A final consultation on the conclusions arising from the evaluation of the impact of glyphosate and its residues in feed on animal health took place with member states via a written procedure in October 2017, it added. The European Medicines Agency (EMA) also reviewed the report.
“In addition, during the finalisation of the assessment, additional information available to the RMS but not submitted to EFSA was identified. The European Commission asked EFSA to request that information and consider it in the final assessment. Therefore, further amendments have become necessary at the final stage.
“More specifically, further considerations on the toxicological profile of the N‐acetyl compounds were made on the basis of the assessment of toxicological data provided in the context of the Art 10 MRL opinion (EFSA, 2009), following consideration of the raw studies made available to EFSA in January 2018 and taking into account other international evaluations.
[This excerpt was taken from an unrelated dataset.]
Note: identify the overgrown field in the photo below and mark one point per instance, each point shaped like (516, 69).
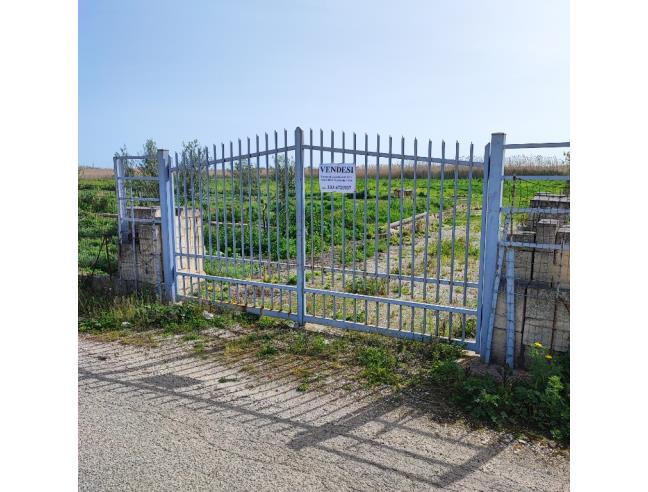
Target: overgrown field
(246, 215)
Furthermore, following late changes occurred in the authorised uses on grass, amendments were triggered in the livestock exposure assessment in the Art 12 MRL review, and the impact on animal health was reconsidered accordingly.”
What is glyphosate?
Glyphosate is valued in farming as an effective remedy to fight weeds. When the active substance glyphosate was introduced in farming in 1974, it was used for simple weed control that would normally not leave residues in the harvested crops. Later it became common to use glyphosate during the actual cultivation of crops, either for desiccation of for instance grain shortly before harvest or for weed control in crops genetically modified (GM) to be tolerant to glyphosate, such as GM soybeans; it is such uses that have prompted concerns about residues in feed, according to the Danish Center for Food and Agriculture.
In addition to its properties in weed control, glyphosate is also patented as a broad-spectre antibiotic that can affect bacteria and other microorganisms. Further, glyphosate is patented for its ability to bind minerals.
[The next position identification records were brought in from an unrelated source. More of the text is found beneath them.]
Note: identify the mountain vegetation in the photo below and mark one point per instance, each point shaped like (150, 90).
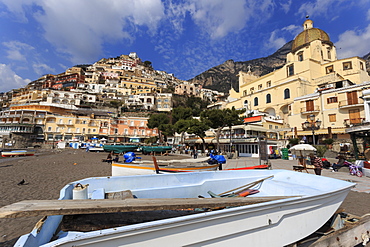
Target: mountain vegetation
(225, 76)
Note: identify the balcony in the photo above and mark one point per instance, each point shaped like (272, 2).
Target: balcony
(310, 110)
(351, 103)
(354, 122)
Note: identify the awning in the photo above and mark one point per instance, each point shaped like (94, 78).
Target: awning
(247, 127)
(318, 132)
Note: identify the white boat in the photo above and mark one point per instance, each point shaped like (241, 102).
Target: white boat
(164, 166)
(15, 153)
(306, 202)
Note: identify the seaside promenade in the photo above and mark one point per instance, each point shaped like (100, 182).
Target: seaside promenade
(362, 183)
Meanwhile, research is underway in Denmark to examine whether glyphosate residues originating from herbicides used in the feed production can affect the health and productivity of farm animals.
The project, which is funded to the tune of DKK 10m (US$1.6m) by the Velux Foundations, got underway in January 2017 and is set to run until 2020. It is led by Martin Tang Sørensen, senior scientist in the Department of Animal Science at Aarhus University.
The researchers will look at the impact of glyphosate on gastrointestinal microorganisms and on the mineral status in pigs and poultry as well as possible secondary effects on the animals’ health and productivity.